How others will see it. Girls can check out Matt Dillon. Guys can scope a very young Heather Graham, although her role is not major. Kelly Lynch is okay, but not nearly as hot. The nostalgic look at 1971 or so focuses in on large steel American automobiles, and Desmond Dekker's "Israelites," which gets two playings because its only discernible line is, "I don't want to end up like Bonnie and Clyde."
How I felt about it. Drugs, the bad things they make addicts do, and the bad things that happen to addicts. Seems like we've been down this road before, sometimes for better. (The Lost Weekend, The Basketball Diaries) and often for worse (Trainspotting is so overrated, and it's not even subtitled).
I probably haven't seen every movie in this genre, so I don't know if it is an original twist, that bad things happen to the lead only when he goes straight. Sort of like American History X, with drugs substituted for racial polemics.
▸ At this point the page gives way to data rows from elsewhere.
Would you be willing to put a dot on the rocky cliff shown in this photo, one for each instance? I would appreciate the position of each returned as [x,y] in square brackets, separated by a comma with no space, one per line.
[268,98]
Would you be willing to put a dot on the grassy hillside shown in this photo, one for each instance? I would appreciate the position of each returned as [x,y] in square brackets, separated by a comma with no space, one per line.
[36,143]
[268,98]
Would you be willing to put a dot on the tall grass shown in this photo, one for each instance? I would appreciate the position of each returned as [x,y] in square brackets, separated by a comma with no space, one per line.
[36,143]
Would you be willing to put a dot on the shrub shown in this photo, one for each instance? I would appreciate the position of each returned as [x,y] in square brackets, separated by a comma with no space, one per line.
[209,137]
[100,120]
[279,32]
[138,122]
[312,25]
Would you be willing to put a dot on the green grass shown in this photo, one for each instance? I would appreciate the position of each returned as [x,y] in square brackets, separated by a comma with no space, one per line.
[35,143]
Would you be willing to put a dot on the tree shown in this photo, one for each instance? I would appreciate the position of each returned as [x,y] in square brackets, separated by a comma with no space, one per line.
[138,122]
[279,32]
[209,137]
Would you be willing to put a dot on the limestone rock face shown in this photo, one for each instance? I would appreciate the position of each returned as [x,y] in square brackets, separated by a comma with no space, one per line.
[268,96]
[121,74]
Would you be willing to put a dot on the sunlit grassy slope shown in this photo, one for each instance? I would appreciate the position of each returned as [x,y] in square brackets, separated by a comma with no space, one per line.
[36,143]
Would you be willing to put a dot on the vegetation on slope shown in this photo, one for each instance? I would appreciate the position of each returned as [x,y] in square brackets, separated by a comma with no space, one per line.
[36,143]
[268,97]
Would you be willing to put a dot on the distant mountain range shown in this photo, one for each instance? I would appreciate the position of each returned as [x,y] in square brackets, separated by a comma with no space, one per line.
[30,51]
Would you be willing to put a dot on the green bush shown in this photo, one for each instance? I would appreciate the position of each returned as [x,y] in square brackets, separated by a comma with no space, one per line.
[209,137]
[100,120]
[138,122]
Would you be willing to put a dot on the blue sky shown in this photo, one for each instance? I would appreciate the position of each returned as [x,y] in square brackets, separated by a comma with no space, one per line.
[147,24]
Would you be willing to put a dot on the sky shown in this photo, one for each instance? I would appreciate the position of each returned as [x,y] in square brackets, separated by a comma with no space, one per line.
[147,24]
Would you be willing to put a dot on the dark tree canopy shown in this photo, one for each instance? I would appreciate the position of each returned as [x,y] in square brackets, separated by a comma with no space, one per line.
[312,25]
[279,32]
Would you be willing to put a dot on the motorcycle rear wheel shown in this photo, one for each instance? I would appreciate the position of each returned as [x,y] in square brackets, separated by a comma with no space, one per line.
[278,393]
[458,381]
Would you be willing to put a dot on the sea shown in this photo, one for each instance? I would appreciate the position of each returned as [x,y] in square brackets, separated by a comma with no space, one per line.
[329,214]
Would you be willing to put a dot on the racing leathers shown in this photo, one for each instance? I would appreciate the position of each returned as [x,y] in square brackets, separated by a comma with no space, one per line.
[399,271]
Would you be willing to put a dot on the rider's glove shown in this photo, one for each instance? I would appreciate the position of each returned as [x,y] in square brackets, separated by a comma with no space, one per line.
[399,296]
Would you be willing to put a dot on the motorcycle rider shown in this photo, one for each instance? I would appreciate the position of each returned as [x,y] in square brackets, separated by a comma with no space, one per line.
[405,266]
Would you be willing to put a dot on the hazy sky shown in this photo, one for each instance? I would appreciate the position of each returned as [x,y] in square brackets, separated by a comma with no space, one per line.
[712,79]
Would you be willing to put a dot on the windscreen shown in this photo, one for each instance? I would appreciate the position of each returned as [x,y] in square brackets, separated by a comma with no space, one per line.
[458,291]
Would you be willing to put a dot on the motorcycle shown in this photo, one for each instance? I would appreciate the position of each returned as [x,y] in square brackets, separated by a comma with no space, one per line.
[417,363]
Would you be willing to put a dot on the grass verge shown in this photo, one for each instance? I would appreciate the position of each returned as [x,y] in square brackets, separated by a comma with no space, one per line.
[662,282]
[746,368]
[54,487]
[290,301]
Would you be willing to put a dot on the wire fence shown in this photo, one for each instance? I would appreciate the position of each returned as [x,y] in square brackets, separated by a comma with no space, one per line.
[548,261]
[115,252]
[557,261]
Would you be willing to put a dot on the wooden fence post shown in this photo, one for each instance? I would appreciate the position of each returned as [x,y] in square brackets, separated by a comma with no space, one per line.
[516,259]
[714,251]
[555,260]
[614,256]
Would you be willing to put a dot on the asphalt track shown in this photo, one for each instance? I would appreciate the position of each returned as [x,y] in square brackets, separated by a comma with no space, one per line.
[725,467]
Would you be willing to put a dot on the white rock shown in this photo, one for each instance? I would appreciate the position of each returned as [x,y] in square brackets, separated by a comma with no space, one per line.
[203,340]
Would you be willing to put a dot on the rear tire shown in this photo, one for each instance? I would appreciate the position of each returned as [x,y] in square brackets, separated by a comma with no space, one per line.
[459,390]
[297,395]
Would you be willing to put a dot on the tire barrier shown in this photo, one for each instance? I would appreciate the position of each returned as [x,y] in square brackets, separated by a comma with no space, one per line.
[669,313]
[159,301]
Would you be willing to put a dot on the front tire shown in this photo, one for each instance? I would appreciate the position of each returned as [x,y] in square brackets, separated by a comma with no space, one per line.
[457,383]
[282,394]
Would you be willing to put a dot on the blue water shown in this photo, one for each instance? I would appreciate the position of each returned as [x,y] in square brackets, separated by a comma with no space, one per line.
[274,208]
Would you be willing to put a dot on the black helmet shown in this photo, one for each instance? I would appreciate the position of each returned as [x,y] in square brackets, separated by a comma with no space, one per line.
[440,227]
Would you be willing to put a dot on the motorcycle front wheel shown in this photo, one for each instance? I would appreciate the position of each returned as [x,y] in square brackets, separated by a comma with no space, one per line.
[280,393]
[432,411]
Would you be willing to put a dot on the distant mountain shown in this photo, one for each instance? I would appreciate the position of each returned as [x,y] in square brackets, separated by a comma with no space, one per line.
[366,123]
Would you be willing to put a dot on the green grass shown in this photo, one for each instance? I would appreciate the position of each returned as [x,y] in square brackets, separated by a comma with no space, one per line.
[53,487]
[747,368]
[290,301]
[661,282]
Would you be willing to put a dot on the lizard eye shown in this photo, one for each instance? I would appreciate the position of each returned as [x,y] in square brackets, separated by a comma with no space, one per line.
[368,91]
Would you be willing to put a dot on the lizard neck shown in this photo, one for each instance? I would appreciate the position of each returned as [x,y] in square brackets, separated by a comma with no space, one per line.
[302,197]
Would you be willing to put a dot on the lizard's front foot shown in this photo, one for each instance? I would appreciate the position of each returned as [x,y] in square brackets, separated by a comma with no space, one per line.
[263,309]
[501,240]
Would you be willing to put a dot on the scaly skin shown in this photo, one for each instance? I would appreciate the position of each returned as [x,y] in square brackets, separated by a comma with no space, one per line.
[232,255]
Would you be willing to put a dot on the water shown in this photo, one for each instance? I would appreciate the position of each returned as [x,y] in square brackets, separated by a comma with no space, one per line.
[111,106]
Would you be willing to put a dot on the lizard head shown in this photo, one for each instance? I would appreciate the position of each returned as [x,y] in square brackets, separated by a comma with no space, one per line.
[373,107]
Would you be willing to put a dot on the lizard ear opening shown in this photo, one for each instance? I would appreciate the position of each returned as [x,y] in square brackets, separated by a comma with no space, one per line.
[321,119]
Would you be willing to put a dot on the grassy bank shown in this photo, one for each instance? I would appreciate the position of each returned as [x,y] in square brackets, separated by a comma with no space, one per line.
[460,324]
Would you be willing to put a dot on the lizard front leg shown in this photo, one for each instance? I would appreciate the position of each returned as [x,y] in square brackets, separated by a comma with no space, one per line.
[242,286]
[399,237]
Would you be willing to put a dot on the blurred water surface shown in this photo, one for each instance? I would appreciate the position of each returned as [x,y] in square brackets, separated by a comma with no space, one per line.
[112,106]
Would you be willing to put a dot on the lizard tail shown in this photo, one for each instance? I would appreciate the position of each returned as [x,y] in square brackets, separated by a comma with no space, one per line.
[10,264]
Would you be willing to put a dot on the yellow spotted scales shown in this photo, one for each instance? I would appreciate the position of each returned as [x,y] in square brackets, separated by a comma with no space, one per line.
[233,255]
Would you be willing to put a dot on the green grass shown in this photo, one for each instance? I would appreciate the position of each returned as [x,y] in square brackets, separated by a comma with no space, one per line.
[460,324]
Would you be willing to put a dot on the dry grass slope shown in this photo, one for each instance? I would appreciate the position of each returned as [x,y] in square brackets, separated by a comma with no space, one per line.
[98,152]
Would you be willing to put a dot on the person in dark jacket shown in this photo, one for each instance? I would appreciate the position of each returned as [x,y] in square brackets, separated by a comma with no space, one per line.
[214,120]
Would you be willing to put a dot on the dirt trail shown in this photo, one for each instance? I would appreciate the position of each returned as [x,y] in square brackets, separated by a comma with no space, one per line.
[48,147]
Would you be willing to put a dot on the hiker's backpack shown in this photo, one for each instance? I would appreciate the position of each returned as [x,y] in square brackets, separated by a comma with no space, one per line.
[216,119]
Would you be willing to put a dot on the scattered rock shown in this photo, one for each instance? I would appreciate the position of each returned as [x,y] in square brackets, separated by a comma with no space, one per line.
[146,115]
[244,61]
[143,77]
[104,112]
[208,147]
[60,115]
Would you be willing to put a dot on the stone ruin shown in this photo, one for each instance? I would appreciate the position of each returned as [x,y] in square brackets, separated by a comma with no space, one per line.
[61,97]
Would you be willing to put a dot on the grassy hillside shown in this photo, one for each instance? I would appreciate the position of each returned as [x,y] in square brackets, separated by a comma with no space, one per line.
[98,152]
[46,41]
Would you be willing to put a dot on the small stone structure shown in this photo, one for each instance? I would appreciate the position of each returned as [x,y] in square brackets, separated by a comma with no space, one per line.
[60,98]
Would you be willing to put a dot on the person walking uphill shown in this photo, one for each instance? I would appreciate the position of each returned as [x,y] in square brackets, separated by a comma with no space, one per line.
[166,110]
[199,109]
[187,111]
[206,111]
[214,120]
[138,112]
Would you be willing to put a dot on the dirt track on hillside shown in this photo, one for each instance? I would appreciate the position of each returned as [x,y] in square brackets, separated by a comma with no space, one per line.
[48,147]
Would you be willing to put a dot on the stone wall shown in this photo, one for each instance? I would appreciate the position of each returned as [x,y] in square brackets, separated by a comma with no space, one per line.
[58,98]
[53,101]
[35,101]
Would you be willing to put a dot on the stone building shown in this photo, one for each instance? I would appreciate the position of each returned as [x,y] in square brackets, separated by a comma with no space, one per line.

But in the end, it really isn't important how original a story is. A Star is Born (1954) is a remake, but is vastly superior to the 1937 original. What matters is how well a film is executed. Here, he have a group of capable actors with a capable script under capable direction and a workable budget. End result: a decent film that is watchable, but not memorable.
It's not just the story, which confirms the curse of the hat on the bed (the offender quickly snuffs it), and stages a sheriff convention (they have such things?) in a low rent motel park just when a body needs to be moved from said motel. And isn't it a scream when a curse inspired by the mention of a pet dog causes the television channels (all three of them, since this is 1971) to show nothing but dog images.
The problem, really, is that the director relies too much on Matt Dillon, who gets too many close-ups and has too many druggy philosophizing voiceovers. Compare with Reservoir Dogs, which creates tension by pitting characters against each other. Characters that can be bad through and through, and not merely wishy-washy.